I am slowly embracing Markdown as my default editor in DT/DTTG.

I like that I can embed image and PDF within a markdown file via
![](item-link)

I also recently learned that I can embed Markdown in Markdown via Transclusion.

If I have a Spreadsheet (be it Excel or Numbers) as an item in DT, it will display the contents. Is there any way that I can display the content within Markdown?

1 Like

If you do really merely want to see the content (as opposed to working with it) the way I do it is to include a screenshot of the relevant sheet (actually from Numbers in my case, but the principle is the same).

Stephen

As @Stephen_C noted, you can take a screenshot of your table and include that. But you might want to read other posts here in the forum concerning images in MD files – you might run into problems that you do not expect when doing that naively.

Also, there was a thread recently where I posted a proof of concept script
that creates a data URI from a DT link and inserts it into an MD file.

In the Markdown document, I simply just want to see the content. However, the spreadsheet has to be updated daily. I am ok to open external editor (Excel or Numbers) to update it.

I am very comfortable in embedding images in my Markdown file. In fact, I do that almost daily. I have many Markdown file with embedded images. However, taking a screenshot of the table every day is something I hope to avoid.

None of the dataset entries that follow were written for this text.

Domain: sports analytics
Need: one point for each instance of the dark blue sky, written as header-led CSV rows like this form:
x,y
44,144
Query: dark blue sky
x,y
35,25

The spreadsheet is simply a table of a few rows to ten+ rows. I started exploring using Table in Markdown. However, it is difficult to edit Table in DT built-in Markdown editor. I even tried external Markdown editor such as Panda and Typora. It is still not easy to update Table in Markdown.

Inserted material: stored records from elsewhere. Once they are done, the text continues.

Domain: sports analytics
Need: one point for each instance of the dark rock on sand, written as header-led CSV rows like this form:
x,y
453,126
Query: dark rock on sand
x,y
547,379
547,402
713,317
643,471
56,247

Since DT is able to display the spreadsheet (both Excel and Numbers) Table nicely, I am reverting back to use Excel/Numbers to maintain the Table. It is so, so much easy to update Table in Excel/Numbers.

If I cannot embed spreadsheet in Markdown, can I include a clickable link for the spreadsheet in Markdown? I tried different way to include the link. It does not seems to be working. The Preview does not has an clickable link, though the Edit mode has the Item link.

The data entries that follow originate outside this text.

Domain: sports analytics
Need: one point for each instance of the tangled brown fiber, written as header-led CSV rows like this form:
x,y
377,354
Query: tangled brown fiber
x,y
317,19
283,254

DT relies on Quicklook here, it simply has no idea at all what it is displaying.

There’s a document type “table” in DT, though I suppose it is quite limited, i.e. probably no formulas.

If Excel and/or Pages provide their own URL scheme (like DT does with x-devonthink-item://), it might be possible. Check out this page for that

Otherwise, I don’t think so.

Are you sure? I suppose you rather embed links to your images.

No formulas yet but transclusion will support DEVONthink’s sheets too in the next release.

4 Likes

The reason you are not seeing the hyperlink is that you are using syntax for transclusion for the spreadsheets.

Remove the leading exclamation mark:

![This is a transclusion](URL...)

[This is a hyperlink](URL...)

While we are at it, once you click on the link, it takes you to the spreadsheet, and if all you want is a quick glance, just use the back arrow at the top of the preview pane to go back to the original document (I find the keyboard short cut ⌘[ quirky).

Back Arrow

Alternatively, if you want to keep flitting between the original document and the spreadsheet, you can use tabbed browsing and open the file in a new tab (by ⌘-click or right-clicking and selecting “Open in new tab”; but only if you have enabled tabbed browsing in Preferences > General > Interface) and using ⌘{ and ⌘} to move between them quickly.

HTH.

Edit: I have got the syntax for transclusion wrong here - please see follow-up comments below.

1 Like

Thank you very much. That solves my problem. And the additional tips of navigating between original document and the spreadsheet is very useful.

What you quoted there looks like an image link to me. The OP used ![[]] (i.e. two square brackets).

You are of course right. (Serves me right for late nights…):

![This is an image link](x-devonthink-item:...)

[This is a hyperlink](x-devonthink-item:...)

![[x-devonthink-item:...]]    <- Transclusion

@TonyLim, please note my mistake earlier on syntax.

Thanks for the update. Since Transclusion is not supported for spreadsheet, I am using the hyperlink syntax.

If you need to edit large Markdown tables regularly, take a look at TableFlip . You can copy and past from Excel, do any trimming, and the paste straight into Markdown documents.

There are various Excel export methods as well, but I’ve always found Tableflip the easiest fit with my workflows.

3 Likes

Thanks for your recommendation. I just tried. It really amazing. I open a markdown file which contains a table using Open With TableFlip, it can recognise just the table and load it for editing. As soon as I save, the markdown table is automatically updated. This is good! Not sure if there will be an iOS (at least for iPad) version soon.

Actually that’s Obsidian syntax. The native transclusion syntax is {{someDocument}}.

Yes, that is correct – Fletcher Penny’s original MultiMarkdown transclusion syntax is to use double braces.